Young Hearts, Full Bellies
Journeying through Bangkok’s severe traffic and blazing road heat for hours, Toto was on his way to his last stop: Delivering the food to those who need it.
The foundation’s beneficiaries include a homeless shelter, migrant labor camps, orphanages and a home for children with disabilities.
For the recent ride-along, Toto parked at the House of Blessing Foundation, where children streamed out to unload the food carts, dragging them with surprising speed into the kitchen. One boy sprinted to a bucket filled with pastries, waved the flies away and stuffed a raisin swirl into his pocket.
“Middle-class people like us sometimes take for granted simple things like a sandwich or a piece of fruit,” he said. “But for the disadvantaged, who normally only get to eat plain porridge, getting to eat yummy cakes and good bread helps them regain a sense of self-worth.”
House of Blessing is an orphanage that houses about 120 people, from infants to seniors. Many of the children are children of prison inmates, and the adults are ex-convicts who have trouble finding work, or disabled ones abandoned by their families.
Khaosod English was asked not to identify the orphans who are minors.
Soon the orphanage’s cook laid out what would be that night’s dinner. The smallest children lined up for their food, gobbling down mushrooms, carrots, pork and broccoli stir-fry. Some finished off their meal with dragon fruit or papaya, but almost all went straight for the baked goods.
“The kids get happiness from eating, especially from eating foods they never get to eat,” Rungrak Sapmak, 44, the cook of House of Blessing said. “Before, we would only eat rice with vegetables or stir-fried mama noodles. Sometimes we would even have food shortages.”

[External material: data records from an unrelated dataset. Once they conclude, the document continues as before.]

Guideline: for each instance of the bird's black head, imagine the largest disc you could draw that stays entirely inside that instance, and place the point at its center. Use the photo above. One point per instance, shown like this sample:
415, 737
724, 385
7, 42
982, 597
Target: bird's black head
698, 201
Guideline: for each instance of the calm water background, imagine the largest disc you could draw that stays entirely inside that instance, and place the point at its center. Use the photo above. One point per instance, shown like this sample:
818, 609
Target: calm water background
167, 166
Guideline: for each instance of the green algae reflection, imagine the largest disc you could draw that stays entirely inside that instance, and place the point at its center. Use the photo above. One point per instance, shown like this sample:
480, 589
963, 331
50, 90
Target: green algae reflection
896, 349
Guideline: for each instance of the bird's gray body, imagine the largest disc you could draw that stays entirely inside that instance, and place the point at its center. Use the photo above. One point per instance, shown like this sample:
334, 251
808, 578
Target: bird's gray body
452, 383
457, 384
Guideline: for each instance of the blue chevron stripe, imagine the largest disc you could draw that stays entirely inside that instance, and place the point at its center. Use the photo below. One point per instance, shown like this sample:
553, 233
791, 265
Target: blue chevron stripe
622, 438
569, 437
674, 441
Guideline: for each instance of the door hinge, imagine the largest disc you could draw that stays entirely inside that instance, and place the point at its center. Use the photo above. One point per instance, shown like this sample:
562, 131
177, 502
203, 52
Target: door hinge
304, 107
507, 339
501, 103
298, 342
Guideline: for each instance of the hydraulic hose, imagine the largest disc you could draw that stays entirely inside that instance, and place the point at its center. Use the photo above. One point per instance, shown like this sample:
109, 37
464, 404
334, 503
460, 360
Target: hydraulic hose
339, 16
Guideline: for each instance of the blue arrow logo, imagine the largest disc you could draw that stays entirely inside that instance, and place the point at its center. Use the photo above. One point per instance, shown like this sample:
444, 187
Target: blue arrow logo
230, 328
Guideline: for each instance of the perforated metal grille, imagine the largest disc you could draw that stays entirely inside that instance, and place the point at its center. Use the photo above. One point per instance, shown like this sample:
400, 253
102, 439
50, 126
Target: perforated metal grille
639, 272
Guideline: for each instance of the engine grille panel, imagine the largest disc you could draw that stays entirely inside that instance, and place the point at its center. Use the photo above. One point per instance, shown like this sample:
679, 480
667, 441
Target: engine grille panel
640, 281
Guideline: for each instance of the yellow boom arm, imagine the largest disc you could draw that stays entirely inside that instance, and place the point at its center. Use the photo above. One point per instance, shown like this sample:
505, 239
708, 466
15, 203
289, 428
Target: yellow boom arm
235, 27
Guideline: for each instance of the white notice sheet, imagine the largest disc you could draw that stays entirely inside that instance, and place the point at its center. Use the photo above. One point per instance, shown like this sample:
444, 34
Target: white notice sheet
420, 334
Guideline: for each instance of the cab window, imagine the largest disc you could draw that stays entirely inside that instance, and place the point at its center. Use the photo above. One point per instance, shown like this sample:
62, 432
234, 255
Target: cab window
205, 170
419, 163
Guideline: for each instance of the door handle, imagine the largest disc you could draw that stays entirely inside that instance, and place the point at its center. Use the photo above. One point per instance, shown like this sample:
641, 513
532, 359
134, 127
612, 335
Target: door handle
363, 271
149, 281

Rungrak’s learned to be creative with the deliveries of irregular food. If there’s nothing but cabbages, she may add kanom jeen noodles and fish balls to make a tom jued soup, and she may boil the rest in salt so they keep longer. A large shipment of mangoes? Serve them with a chili and salt dip, and quickly pickle the rest. Too many onions? She shares them with the Hmong community living nearby.
“There was a lot less food during Songkran, because hotels have a lot of tourists eating up the food,” Rungrak said. “But now the supply is rebounding. Still, a durian’s never slipped through to us,” she said, laughing.
The biweekly food deliveries have cut by half the orphanage’s 50,000 baht monthly food costs, according to manager Parnapa Parnpetch.
“We throw nothing away,” Parnapa said. “Once, we got a shipment of a lot of bread. So we put Ovaltine and condensed milk on it to serve as dessert.”
Toto plays ping-pong with some of the children who have already finished their meals and are sneaking more cakes and cookies into little pockets.
As he drove out and back into Bangkok traffic, Toto smiled through his windshield at the sunset. “This part of the day is when all the exhaustion goes away.”